Week 4 Assignement - Regular Expressions
4. Describe the types of strings that confirm to the following regular experessions and construct an example that is matched by the regular expression.
a.
library(stringr)
## Warning: package 'stringr' was built under R version 3.2.2
string1 <- c("190050$",
"54$",
"1$.25 cents",
"abcd$")
str_extract(string1, "[0-9]+\\$")
## [1] "190050$" "54$" "1$" NA
b.
string1 <- c("abcd",
"do i know you",
"where are you?",
"DO I Know You",
"3 keys",
"3 ducks")
str_extract(string1, "\\b[a-z]{1,4}\\b")
## [1] "abcd" "do" "are" NA "keys" NA
c.
string1 <- c("abcd.txt",
"1234.txt",
"where are you.txt",
"3 keys.txt",
"abcd_txt",
"1234.txt ")
str_extract(string1, ".*?\\.txt$")
## [1] "abcd.txt" "1234.txt" "where are you.txt"
## [4] "3 keys.txt" NA NA
d.
string1 <- c("09/20/2015",
"The classes start from 08/29/2015",
"0009/20/2015",
"09_20_2015",
"9/20/2015",
"09/2/20150")
str_extract(string1, "\\d{2}/\\d{2}/\\d{4}")

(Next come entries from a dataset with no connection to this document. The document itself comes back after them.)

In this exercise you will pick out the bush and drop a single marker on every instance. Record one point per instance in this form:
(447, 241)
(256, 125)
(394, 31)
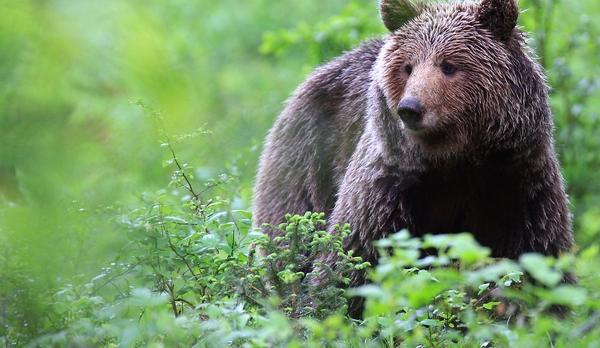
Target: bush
(197, 274)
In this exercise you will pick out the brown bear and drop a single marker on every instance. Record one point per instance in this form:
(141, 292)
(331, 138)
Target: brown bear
(442, 126)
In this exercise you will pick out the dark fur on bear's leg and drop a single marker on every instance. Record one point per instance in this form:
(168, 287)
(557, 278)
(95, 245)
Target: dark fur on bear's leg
(443, 126)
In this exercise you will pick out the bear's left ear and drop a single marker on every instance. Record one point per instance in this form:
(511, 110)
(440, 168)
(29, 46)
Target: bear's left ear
(499, 16)
(395, 13)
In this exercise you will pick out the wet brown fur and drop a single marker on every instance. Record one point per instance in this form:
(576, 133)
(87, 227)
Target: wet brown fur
(485, 162)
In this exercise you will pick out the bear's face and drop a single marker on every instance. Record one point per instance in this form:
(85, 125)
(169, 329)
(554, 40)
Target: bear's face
(448, 73)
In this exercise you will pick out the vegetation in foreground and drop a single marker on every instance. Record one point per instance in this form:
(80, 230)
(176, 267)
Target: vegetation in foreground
(96, 249)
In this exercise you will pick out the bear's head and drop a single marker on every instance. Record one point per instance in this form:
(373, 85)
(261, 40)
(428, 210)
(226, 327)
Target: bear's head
(458, 77)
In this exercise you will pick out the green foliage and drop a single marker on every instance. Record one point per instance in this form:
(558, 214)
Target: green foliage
(95, 249)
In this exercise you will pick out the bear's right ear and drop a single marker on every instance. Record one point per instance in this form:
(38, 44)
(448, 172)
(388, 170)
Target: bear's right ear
(395, 13)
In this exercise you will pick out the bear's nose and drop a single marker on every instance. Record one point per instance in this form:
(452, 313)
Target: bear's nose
(411, 112)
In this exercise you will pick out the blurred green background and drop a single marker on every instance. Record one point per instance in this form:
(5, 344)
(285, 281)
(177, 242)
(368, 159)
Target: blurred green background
(76, 148)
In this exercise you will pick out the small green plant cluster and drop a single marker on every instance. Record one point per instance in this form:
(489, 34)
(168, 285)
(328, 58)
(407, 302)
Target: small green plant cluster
(197, 274)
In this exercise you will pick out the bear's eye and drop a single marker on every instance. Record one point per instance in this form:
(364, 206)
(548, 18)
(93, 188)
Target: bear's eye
(447, 68)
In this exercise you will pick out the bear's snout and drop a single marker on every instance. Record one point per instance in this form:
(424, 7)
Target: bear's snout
(410, 111)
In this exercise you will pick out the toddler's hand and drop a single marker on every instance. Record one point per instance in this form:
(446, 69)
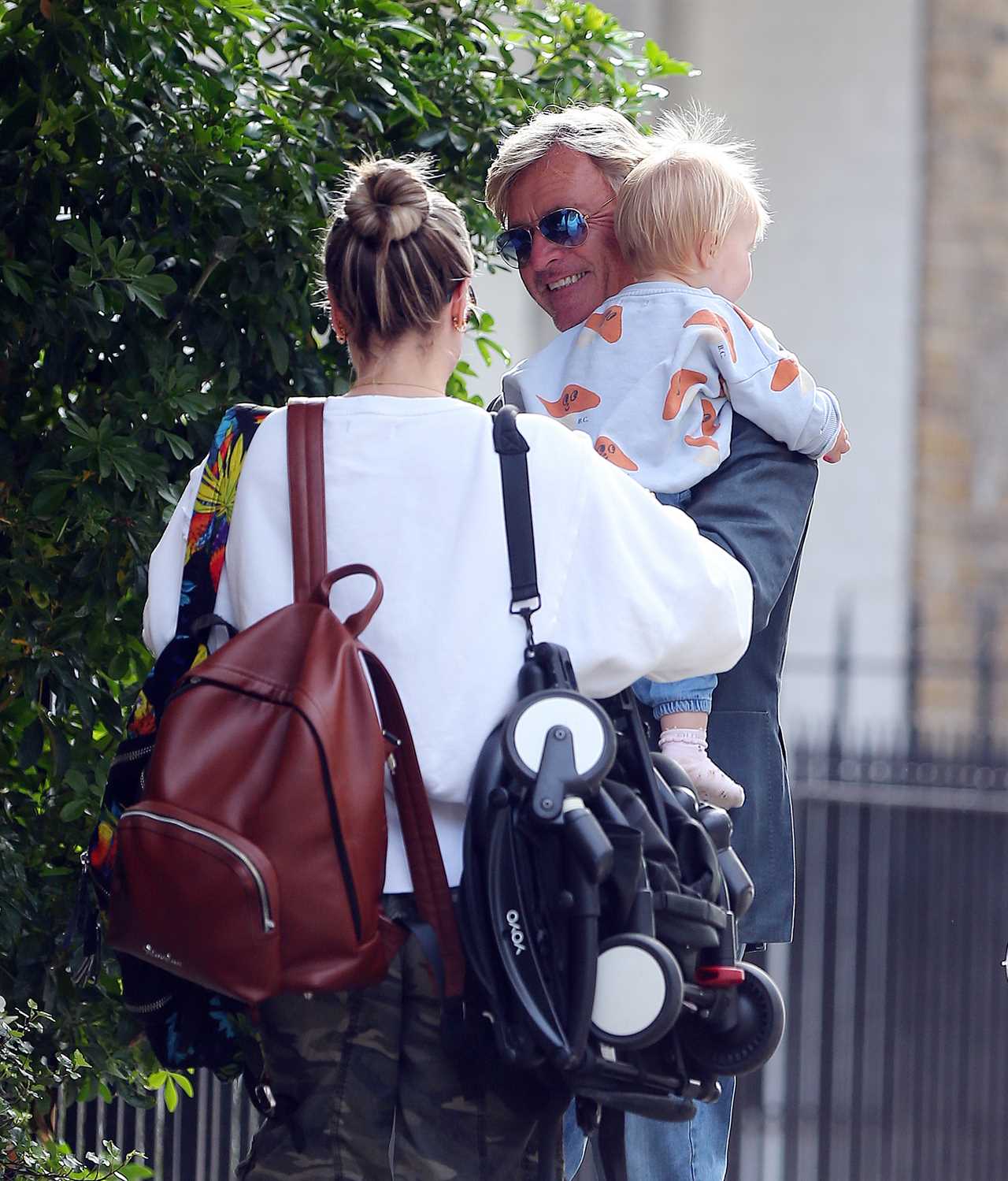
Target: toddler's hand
(839, 448)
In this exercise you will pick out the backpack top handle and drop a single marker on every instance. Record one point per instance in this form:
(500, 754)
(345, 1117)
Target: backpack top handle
(306, 485)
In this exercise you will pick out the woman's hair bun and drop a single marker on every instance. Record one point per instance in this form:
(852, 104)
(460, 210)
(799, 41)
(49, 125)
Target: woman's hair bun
(387, 200)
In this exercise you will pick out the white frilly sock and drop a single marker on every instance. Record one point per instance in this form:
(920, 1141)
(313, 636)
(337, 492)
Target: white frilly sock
(688, 748)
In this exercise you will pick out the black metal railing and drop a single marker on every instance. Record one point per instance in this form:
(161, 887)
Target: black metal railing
(894, 1062)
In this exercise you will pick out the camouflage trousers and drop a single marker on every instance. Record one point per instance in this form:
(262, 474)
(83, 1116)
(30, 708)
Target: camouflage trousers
(367, 1091)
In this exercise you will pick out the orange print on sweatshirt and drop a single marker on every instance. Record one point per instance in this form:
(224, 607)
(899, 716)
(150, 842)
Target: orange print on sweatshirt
(706, 317)
(709, 424)
(573, 398)
(608, 324)
(608, 450)
(784, 374)
(683, 381)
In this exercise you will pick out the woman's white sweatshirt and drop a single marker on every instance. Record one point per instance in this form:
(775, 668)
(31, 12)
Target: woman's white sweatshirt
(413, 489)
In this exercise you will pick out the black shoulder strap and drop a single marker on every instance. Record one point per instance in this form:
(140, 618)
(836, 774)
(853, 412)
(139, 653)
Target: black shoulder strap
(513, 449)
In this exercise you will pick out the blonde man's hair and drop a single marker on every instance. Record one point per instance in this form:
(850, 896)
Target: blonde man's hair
(395, 251)
(695, 181)
(608, 139)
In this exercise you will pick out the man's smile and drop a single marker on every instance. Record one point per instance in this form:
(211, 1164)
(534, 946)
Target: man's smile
(567, 281)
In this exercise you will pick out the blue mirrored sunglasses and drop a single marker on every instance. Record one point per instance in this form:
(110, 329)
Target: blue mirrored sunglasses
(562, 227)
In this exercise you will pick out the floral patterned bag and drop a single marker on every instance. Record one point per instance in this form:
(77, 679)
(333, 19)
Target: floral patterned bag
(187, 1025)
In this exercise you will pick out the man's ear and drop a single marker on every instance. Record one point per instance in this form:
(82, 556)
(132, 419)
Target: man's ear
(707, 250)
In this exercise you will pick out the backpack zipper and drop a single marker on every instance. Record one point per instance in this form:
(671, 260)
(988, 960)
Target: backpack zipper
(132, 756)
(263, 897)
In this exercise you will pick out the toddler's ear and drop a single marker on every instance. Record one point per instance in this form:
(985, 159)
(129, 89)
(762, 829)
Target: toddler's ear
(707, 250)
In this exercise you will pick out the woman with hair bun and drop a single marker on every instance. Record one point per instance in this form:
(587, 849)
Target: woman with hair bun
(365, 1089)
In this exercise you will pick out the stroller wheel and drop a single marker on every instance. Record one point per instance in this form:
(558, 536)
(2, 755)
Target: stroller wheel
(638, 991)
(750, 1043)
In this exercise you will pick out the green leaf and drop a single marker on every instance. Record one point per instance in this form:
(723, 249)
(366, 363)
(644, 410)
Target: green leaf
(156, 285)
(277, 348)
(146, 299)
(49, 500)
(72, 811)
(30, 748)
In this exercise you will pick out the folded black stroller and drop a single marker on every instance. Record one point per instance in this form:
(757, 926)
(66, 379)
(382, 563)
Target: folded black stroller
(598, 900)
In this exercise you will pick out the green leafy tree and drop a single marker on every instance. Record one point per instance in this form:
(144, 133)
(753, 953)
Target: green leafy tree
(165, 170)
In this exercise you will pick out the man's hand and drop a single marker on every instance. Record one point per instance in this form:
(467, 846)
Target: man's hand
(839, 448)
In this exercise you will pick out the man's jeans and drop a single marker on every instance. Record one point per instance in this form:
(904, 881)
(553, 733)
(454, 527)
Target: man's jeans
(695, 1150)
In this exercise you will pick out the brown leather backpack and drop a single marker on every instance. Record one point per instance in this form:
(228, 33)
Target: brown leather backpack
(255, 860)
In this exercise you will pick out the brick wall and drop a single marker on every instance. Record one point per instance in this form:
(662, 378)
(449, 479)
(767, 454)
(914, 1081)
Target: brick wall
(961, 532)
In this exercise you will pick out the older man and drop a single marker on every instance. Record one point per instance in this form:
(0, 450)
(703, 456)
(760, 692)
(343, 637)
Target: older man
(555, 182)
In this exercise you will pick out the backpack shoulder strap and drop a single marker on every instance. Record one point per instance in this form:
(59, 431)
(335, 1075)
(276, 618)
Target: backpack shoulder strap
(513, 450)
(306, 482)
(419, 835)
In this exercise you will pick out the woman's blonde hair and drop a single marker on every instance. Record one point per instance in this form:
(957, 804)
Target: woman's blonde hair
(695, 181)
(605, 136)
(395, 250)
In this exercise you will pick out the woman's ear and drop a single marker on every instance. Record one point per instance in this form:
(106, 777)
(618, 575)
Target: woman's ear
(707, 250)
(458, 305)
(336, 317)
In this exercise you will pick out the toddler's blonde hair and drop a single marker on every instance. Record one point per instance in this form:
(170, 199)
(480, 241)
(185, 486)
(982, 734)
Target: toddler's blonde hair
(695, 181)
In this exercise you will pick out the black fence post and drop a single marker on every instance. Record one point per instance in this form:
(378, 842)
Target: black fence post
(913, 688)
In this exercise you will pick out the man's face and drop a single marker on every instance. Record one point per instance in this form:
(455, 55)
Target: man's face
(568, 281)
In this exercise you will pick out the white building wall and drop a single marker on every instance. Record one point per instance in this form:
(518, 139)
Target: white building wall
(831, 95)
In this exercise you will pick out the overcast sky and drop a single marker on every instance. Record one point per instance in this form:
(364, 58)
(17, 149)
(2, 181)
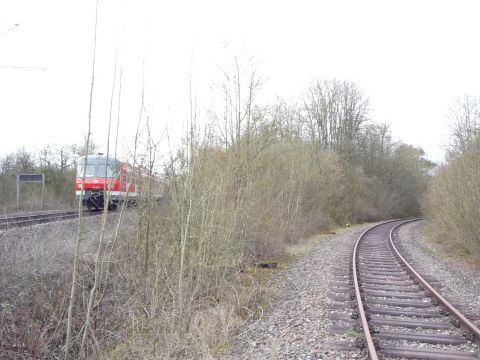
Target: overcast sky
(413, 59)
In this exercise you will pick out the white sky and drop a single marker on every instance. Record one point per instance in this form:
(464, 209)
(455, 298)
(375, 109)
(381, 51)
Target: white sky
(412, 58)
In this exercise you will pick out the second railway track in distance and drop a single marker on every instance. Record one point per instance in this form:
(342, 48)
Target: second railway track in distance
(401, 314)
(28, 219)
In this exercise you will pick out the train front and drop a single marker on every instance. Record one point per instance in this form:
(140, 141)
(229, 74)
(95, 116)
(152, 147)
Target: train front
(101, 183)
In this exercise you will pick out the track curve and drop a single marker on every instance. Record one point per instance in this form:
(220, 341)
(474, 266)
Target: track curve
(395, 305)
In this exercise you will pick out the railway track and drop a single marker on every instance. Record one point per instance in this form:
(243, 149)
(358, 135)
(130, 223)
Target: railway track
(14, 221)
(397, 313)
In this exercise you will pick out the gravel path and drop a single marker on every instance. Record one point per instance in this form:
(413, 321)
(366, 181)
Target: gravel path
(296, 327)
(461, 280)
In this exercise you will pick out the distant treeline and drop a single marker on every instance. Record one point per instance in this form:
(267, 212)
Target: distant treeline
(58, 165)
(453, 200)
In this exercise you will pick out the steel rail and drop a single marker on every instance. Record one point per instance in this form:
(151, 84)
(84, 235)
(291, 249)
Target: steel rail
(467, 324)
(372, 352)
(21, 220)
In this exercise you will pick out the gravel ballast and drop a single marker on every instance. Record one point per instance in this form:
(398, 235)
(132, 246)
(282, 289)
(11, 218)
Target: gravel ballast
(297, 325)
(461, 280)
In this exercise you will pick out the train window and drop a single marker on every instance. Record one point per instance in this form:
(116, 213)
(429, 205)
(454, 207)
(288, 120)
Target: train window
(111, 171)
(89, 171)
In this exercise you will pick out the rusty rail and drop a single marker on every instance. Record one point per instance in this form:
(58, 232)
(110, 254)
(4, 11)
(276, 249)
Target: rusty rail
(465, 323)
(372, 352)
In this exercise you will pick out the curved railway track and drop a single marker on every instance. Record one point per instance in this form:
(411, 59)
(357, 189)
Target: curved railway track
(402, 315)
(28, 219)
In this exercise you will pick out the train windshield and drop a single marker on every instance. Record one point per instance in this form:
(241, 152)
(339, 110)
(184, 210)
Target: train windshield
(111, 171)
(89, 170)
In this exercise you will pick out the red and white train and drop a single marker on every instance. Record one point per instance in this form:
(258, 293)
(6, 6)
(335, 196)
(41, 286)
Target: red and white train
(106, 179)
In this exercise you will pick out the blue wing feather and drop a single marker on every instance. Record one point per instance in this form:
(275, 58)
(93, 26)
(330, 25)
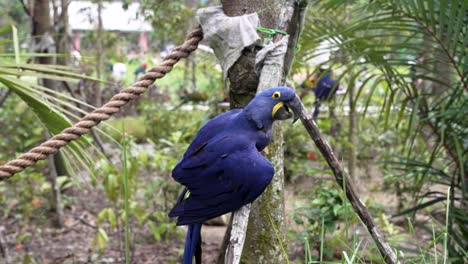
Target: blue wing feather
(228, 174)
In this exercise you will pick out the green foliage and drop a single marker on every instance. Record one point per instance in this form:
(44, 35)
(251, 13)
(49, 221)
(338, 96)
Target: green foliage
(410, 57)
(323, 204)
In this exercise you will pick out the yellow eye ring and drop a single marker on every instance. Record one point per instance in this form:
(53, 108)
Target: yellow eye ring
(276, 95)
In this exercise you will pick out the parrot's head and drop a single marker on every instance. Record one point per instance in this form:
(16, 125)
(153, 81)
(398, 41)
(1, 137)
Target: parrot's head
(277, 103)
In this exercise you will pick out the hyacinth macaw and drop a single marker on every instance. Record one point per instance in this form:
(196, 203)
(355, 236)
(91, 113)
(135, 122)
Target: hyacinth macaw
(223, 168)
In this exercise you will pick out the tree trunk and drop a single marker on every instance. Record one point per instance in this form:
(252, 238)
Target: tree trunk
(266, 231)
(99, 57)
(44, 43)
(352, 134)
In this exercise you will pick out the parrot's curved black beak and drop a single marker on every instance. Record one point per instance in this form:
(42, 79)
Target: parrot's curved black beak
(284, 110)
(296, 106)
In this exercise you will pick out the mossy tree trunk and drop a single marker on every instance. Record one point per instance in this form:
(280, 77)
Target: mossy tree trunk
(266, 230)
(43, 42)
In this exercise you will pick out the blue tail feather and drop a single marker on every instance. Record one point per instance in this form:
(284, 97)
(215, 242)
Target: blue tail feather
(193, 244)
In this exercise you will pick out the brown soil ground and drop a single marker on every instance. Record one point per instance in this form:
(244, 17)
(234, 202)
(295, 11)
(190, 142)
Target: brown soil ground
(73, 243)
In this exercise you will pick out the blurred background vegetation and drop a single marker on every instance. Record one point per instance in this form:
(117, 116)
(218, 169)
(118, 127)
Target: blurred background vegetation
(398, 122)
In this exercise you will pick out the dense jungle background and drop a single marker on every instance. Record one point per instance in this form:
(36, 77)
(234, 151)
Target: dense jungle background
(396, 119)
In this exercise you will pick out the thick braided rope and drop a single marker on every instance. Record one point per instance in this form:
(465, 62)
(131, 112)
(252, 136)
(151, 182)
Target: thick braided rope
(103, 113)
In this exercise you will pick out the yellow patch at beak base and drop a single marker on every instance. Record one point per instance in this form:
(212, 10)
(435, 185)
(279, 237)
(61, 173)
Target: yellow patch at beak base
(275, 109)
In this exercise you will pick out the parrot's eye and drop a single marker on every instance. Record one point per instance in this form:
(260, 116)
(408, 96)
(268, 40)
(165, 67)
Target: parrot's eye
(276, 95)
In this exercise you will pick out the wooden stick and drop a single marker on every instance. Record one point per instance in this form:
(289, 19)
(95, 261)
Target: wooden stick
(340, 175)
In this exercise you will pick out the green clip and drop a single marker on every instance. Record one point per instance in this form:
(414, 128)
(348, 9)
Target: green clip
(271, 32)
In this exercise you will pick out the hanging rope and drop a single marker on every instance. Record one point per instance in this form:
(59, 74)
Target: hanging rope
(104, 112)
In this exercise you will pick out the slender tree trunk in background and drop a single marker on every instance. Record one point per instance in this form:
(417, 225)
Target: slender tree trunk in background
(44, 43)
(352, 135)
(190, 79)
(263, 244)
(63, 40)
(99, 56)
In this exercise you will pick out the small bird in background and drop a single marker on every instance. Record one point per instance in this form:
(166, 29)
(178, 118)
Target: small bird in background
(323, 85)
(223, 169)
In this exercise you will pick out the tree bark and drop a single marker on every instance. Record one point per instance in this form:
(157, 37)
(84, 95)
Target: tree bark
(266, 231)
(352, 134)
(99, 57)
(43, 42)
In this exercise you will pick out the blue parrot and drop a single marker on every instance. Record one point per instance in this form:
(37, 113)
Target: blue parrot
(223, 168)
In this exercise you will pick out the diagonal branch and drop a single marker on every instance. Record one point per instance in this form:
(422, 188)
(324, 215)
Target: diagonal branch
(343, 180)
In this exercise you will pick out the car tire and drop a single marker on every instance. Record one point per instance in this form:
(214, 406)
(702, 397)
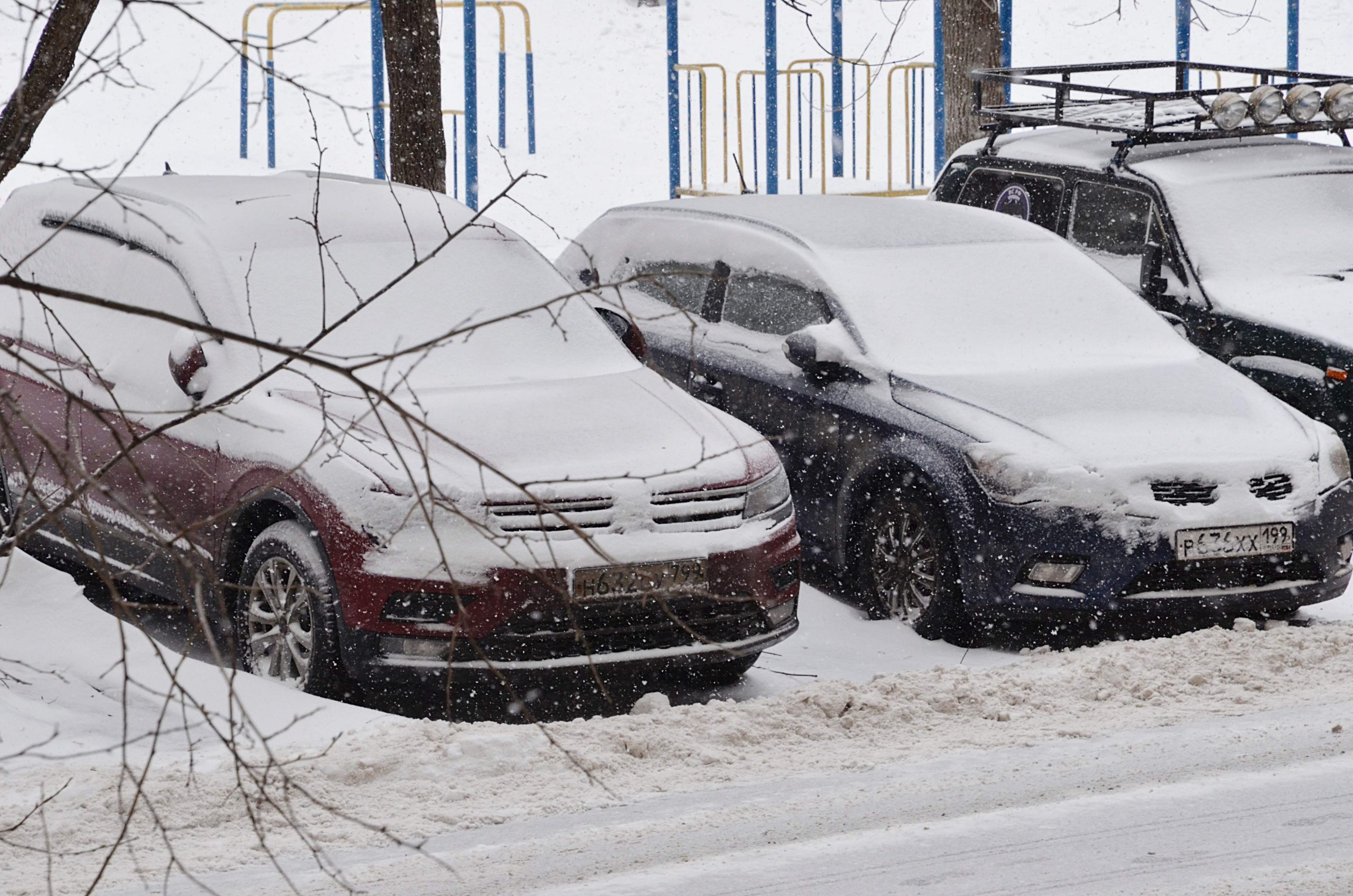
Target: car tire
(910, 570)
(284, 576)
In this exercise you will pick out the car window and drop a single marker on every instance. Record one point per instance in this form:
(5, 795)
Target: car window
(677, 283)
(1034, 198)
(1113, 220)
(770, 304)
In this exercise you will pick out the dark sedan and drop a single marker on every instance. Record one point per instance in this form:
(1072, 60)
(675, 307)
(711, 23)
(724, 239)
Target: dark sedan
(979, 423)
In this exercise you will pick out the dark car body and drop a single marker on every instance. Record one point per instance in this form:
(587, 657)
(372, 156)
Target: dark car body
(796, 263)
(452, 543)
(1253, 304)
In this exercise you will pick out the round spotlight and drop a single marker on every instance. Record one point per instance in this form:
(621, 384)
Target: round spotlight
(1229, 110)
(1303, 103)
(1339, 102)
(1267, 105)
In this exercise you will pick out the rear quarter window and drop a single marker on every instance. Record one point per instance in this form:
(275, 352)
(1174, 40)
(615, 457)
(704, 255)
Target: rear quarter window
(1035, 198)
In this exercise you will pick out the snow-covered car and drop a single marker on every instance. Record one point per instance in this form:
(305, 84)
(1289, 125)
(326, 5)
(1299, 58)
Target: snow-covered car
(466, 469)
(979, 423)
(1214, 205)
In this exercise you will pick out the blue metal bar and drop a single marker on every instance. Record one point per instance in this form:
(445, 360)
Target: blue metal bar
(1294, 23)
(531, 105)
(673, 105)
(1007, 15)
(838, 111)
(939, 86)
(503, 99)
(1183, 29)
(378, 91)
(772, 99)
(471, 107)
(755, 150)
(272, 122)
(244, 106)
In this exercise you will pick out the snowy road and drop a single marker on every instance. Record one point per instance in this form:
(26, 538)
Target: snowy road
(1256, 805)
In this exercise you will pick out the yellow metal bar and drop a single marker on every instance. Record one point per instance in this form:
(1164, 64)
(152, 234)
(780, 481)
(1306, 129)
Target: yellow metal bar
(907, 103)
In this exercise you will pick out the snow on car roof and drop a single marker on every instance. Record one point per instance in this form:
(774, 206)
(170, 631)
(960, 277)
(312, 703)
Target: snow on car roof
(1213, 160)
(240, 211)
(849, 222)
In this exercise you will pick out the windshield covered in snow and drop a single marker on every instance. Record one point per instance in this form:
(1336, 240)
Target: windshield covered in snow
(1002, 306)
(497, 283)
(1225, 222)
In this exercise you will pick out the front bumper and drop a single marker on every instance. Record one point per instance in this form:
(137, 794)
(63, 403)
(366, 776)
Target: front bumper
(1129, 577)
(524, 619)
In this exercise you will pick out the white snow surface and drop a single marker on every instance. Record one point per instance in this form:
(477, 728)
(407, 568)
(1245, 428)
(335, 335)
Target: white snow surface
(417, 779)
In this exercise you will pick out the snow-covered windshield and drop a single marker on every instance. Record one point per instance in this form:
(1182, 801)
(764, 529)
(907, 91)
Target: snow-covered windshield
(475, 279)
(1225, 222)
(1000, 306)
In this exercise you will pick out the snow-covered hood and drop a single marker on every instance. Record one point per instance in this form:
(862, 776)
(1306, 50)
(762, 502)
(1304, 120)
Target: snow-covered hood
(557, 436)
(1099, 437)
(1317, 305)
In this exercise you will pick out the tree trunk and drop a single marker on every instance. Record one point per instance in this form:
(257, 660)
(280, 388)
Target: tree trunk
(972, 41)
(413, 66)
(41, 86)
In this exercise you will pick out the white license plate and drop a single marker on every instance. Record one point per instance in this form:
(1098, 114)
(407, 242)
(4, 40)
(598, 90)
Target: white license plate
(639, 580)
(1235, 540)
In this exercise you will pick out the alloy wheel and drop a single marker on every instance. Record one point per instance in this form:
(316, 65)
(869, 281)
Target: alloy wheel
(281, 623)
(904, 564)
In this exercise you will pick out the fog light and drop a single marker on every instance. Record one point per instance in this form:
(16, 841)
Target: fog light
(1229, 110)
(1339, 102)
(1267, 105)
(1303, 103)
(1050, 573)
(781, 613)
(423, 647)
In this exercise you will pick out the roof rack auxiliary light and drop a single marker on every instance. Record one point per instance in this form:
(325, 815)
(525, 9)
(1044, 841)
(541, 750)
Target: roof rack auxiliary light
(1252, 105)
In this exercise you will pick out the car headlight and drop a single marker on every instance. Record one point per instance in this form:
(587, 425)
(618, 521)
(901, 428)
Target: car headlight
(1229, 110)
(1333, 459)
(769, 493)
(1303, 102)
(1267, 105)
(1339, 102)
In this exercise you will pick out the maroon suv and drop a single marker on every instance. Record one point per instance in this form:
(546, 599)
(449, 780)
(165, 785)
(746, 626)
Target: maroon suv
(374, 432)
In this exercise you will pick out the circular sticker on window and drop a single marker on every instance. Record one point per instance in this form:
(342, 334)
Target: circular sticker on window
(1014, 201)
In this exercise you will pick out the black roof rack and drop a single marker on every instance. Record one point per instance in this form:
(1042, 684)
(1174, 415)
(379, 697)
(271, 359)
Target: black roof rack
(1144, 117)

## [1] "09/20/2015" "08/29/2015" "09/20/2015" NA NA
## [6] NA
d.
string1 <- c("<abc>abc</abc>",
"<The Story> </The Story>",
"<$version></#version>",
"</tag>")
str_extract(string1, "<(.+?)>.+?</\\1>")
## [1] "<abc>abc</abc>" "<The Story> </The Story>"
## [3] NA NA
6. Consider the mail address chunkylover53[at]aol[dot]com.
- Transform the string to a standard mail format using regular expressions.
- Imagine we are trying to extract the digits in the mail address. To do so we write the expression [:digit:]. Explain why this fails and correct the expression.
- Instead of using the predefined character classes, we would like to use the predefined symbols to extract the digits in the mail address. To do so we write the expression \D Explain why this fails and correct the expression.
a.
formatted_email <- str_replace("chunkylover53[at]aol[dot]com", "\\[at\\]", '@')
formatted_email <- str_replace(formatted_email, "\\[dot\\]", '.')
formatted_email
## [1] "chunkylover53@aol.com"
b.
formatted_email <- str_replace("chunkylover53[at]aol[dot]com", "\\[at\\]", '@')
formatted_email <- str_replace(formatted_email, "\\[dot\\]", '.')
str_extract(formatted_email, "[:digit:]") # would not extract both the digits
## [1] "5"
str_extract(formatted_email, "[[:digit:]]+") # would extract both the digits by using +
## [1] "53"
c
str_extract("chunkylover53[at]aol[dot]com", "\\D+") # Gives the letters not digits
## [1] "chunkylover"
str_extract("chunkylover53[at]aol[dot]com", "\\d+") # Gives the digits, due to can sensitivity.
## [1] "53"